Hoje, como ontem, o risco de nos deixarmos adormecer espreita-nos. O “sempre foi assim”, o “já sabemos”, entorpece-nos o coração. Estamos contentes, satisfeitos com o que já controlamos. O poder, que esta impressão de saber causa em nós, fecha-nos num autocontentamento.

Há um cantar português que diz: “Quem sabe faz a hora, não espera acontecer”. Jerusalém, embevecida pelos encómios da profecia de Isaías, parece ter-se deixado dormir. Não atendeu ao apelo do profeta. Despertará, mas perturbada pelo tropel daqueles que vêm de longe. São os magos, vindos do Oriente, que a tiram da sua sonolência e despertam a quantos encontram, no seu caminho de busca. O desejo que os move está em sintonia com a estrela, que adiante deles brilha e fascina. Os príncipes dos sacerdotes e os escribas do povo conhecem a profecia do grande acontecimento. A antiga profecia de Miqueias não foi esquecida, simplesmente, não lhe deram a devida atenção. O acontecimento teria lugar quase em casa e essa proximidade atraiçoa-os.

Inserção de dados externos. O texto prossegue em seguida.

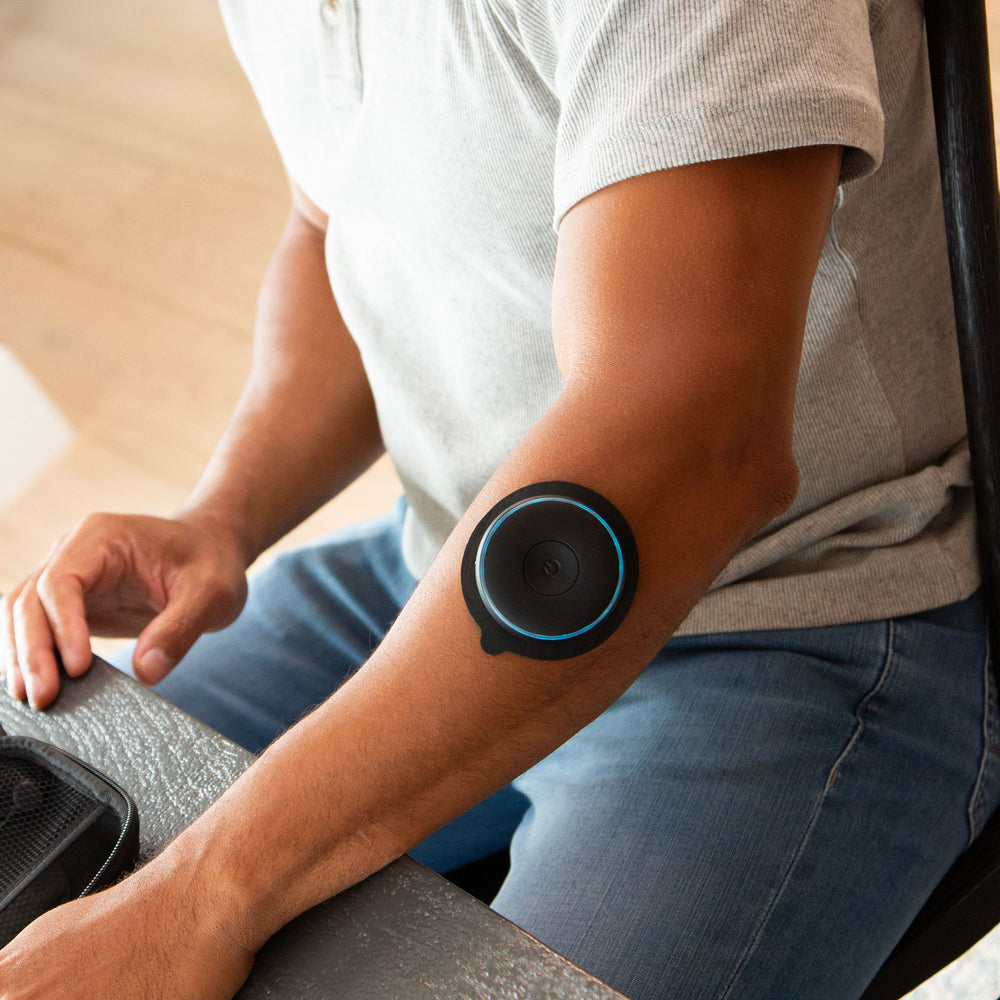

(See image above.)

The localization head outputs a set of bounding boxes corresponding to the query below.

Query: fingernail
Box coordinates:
[140,648,175,684]
[24,675,38,709]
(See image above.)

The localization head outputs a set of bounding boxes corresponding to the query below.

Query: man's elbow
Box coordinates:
[676,420,800,546]
[736,445,800,542]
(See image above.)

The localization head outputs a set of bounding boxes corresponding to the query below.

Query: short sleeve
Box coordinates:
[526,0,886,226]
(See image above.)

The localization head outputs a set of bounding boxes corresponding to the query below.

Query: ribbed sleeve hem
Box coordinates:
[553,90,885,227]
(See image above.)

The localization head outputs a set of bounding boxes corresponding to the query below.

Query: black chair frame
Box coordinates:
[861,1,1000,997]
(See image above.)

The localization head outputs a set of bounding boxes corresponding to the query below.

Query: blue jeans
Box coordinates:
[116,501,1000,1000]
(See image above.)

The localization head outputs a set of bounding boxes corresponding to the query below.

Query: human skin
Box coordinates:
[0,144,841,999]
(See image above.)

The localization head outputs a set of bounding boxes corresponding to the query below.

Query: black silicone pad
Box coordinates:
[461,482,639,659]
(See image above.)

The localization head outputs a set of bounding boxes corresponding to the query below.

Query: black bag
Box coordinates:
[0,724,140,947]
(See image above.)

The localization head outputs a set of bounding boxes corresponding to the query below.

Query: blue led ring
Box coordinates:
[475,496,625,641]
[461,481,639,660]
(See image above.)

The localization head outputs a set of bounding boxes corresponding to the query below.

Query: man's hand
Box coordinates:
[1,512,249,709]
[0,856,255,1000]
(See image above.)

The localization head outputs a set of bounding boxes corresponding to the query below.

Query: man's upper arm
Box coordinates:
[551,145,843,473]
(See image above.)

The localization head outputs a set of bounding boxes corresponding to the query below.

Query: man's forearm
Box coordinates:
[151,367,796,951]
[181,203,384,567]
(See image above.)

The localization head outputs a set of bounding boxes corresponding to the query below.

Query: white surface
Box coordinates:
[0,346,73,512]
[905,923,1000,999]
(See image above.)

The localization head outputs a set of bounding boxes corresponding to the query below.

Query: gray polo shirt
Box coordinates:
[220,0,978,633]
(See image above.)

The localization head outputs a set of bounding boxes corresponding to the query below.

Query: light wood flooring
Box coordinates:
[0,0,401,616]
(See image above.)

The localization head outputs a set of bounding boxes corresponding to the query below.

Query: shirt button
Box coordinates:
[321,0,344,28]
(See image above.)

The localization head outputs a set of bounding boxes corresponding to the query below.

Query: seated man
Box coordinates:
[1,1,995,998]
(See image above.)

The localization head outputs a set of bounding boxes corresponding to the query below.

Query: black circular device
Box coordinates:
[461,481,639,659]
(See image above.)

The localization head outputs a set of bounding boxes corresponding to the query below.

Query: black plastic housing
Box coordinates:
[0,732,140,947]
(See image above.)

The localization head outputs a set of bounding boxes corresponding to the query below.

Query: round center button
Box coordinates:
[523,540,580,596]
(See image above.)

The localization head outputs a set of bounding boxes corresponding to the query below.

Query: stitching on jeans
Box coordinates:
[967,630,998,844]
[719,620,898,999]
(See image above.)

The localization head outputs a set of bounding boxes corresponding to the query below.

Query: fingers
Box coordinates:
[2,534,100,710]
[35,568,93,677]
[1,575,73,710]
[133,573,246,686]
[2,534,100,708]
[2,511,251,700]
[1,583,28,703]
[14,582,62,710]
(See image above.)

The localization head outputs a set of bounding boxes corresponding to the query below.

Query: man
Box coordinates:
[1,1,995,998]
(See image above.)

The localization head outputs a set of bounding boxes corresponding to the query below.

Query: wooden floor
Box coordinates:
[0,0,401,619]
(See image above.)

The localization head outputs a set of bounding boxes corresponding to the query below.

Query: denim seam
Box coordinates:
[720,620,898,999]
[967,629,997,844]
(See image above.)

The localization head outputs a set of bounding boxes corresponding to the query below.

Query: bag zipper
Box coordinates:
[0,725,138,897]
[48,746,139,898]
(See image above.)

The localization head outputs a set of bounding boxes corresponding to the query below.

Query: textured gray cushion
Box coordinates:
[0,657,623,999]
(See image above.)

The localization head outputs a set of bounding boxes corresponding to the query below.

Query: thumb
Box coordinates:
[132,595,211,685]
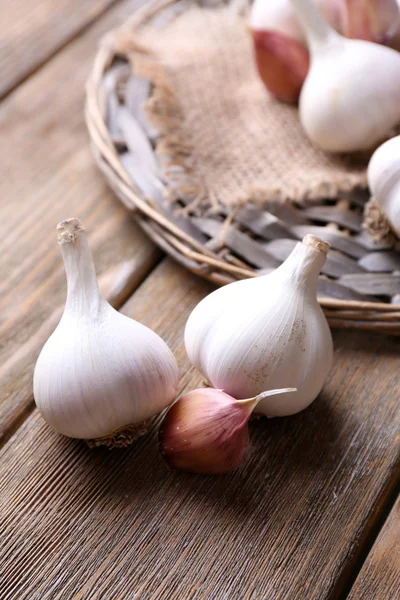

“Onde está?”, perguntam os magos. Este perguntar é também eco do seu perguntar-se interior. Nas suas pesquisas, deixaram-se tocar por esse grande acontecimento, o nascimento do rei dos Judeus. As perguntas, que os seus estudos suscitaram, levam-nos longe. Cruzam-se com as perguntas do seu coração. Lugares e pessoas são pontos de passagem, no seu caminho ao encontro do Rei, que a estrela diz ter nascido. Saem. Querem adorá-Lo, prostrar-se diante d’Ele, reverenciá-Lo, prestar-Lhe vassalagem. Tudo sinais de um coração inquieto, que procura, desde sempre, encontrar o seu lugar de adoração. Um cordial desejo que lhes serve de bússola, que os ajuda no seu caminhar.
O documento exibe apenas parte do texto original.